The streamer-tailed tyrant's body is about 35 cm long; including the tail the species is 42 cm long. The sexes have the almost the same plumage; females are smaller and slightly duller than males and have shorter tails. Adults have a pale gray forecrown and supercilium, a darker gray crown, and a black line through the eye. Their upperparts are gray with dark brown shafts on the feathers. Their wings are mostly blackish with a large cinnamon patch at the base of the primaries that shows conspicuously in flight. The wing's tertials have light brown to sandy brown edges. Their blackish tail is long, graduated, and deeply forked. Their throat is white with a dark chestnut collar below it that curves up to behind the eye. Their breast and sides are pale gray with faint dark shafts on the feathers and their belly is white. Juveniles are much duller than adults, with a much shorter tail and brown blotches on the upperparts. Adults have a dark iris, a stout black bill, and black legs and feet.

==Distribution and habitat==

The streamer-tailed tyrant has a disjunct distribution. One population is found along the upper Beni River in northwestern Bolivia. The other range is much larger. It extends from eastern Bolivia east through southern Mato Grosso, northern Mato Grosso do Sul, Goiás, and Minas Gerais to far southern Bahia in Brazil and south through eastern Paraguay, Brazil's western Rio Grande do Sul, and northeastern Argentina's Chaco, Corrientes, and Misiones provinces. It has also been documented as a vagrant in Uruguay.

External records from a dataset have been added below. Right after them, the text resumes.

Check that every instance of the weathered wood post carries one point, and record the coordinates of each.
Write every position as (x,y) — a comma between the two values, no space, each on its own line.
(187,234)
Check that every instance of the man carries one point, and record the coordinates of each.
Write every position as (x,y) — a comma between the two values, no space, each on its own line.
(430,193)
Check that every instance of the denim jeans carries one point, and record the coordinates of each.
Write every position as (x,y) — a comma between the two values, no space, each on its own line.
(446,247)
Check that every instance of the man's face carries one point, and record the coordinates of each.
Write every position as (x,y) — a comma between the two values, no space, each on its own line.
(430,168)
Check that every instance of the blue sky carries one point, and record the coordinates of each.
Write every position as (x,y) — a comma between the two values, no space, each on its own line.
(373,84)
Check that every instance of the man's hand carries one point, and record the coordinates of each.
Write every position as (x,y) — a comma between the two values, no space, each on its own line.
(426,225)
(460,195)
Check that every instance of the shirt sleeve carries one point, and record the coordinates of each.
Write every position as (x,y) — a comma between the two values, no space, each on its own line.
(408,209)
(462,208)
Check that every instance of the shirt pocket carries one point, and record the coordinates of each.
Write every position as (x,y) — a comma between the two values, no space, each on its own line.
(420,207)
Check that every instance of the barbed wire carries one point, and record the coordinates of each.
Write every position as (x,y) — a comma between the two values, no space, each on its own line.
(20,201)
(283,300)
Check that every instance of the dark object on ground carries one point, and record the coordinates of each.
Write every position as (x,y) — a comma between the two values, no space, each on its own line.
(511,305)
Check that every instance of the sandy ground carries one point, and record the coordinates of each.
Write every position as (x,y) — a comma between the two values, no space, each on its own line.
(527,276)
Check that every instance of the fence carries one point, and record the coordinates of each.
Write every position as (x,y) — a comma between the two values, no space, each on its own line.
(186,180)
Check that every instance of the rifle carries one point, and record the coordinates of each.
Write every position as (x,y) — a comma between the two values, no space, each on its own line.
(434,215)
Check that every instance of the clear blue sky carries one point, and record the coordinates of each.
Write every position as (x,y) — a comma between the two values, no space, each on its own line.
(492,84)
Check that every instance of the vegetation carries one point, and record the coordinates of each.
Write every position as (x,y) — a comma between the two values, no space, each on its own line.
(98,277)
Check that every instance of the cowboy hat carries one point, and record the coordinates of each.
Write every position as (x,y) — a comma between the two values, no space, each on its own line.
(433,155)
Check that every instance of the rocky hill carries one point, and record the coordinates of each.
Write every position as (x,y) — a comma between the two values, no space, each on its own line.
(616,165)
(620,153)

The streamer-tailed tyrant inhabits wet grasslands and marshy areas with nearby streams and shrubby areas, and also groves of moriche palm. Overall it ranges from sea level to 1000 m in Brazil and up to 1100 m elsewhere.

==Behavior==
===Movement===

The streamer-tailed tyrant is a year-round resident.

===Feeding===

The streamer-tailed tyrant feeds on insects. It primarily forages in pairs though sometimes in family groups, perching on top of bushes and low trees, and often on the edge of gallery forest. It takes most prey in mid-air with long sallies from the perch ("hawking"), often low over marshes. It also sometimes pounces on prey on the ground or takes it from vegetation.

===Breeding===

The streamer-tailed tyrant apparently breeds between October and January in Brazil; its season elsewhere is not known. Pairs display; facing each other on a perch they teeter, raise and fan their tails, raise both wings high overhead, and call and pop their bills in a syncopated rhythm. One nest was an open cup made from thick grass stems lined with finer stems, rootlets, and shed snake skin. It was placed in a clump of marsh grass about 80 cm above the ground and contained three white eggs. The incubation period, time to fledging, and details of parental care are not known.

===Vocalization===

The streamer-tailed tyrant's calls include "a harsh wurreep, repeated multiple times when hovering over foraging area [and a] fuller descending phrase of 2 or 3 notes, jew-jew-jew". During the courtship display one bird makes a "clearly whistled tewear-TEE-tear 2–4 times" and the other "a warbled tea-whittle, tea-whittle...".

==Status==

The IUCN has assessed the streamer-tailed tyrant as being of Least Concern. It has a large range; its population size is not known and is believed to be stable. No immediate threats have been identified. It is overall considered uncommon to locally fairly common. It is "relatively common" in Beni Biosphere Reserve in northwestern Bolivia and occurs in several national parks and other protected areas in Paraguay and Brazil.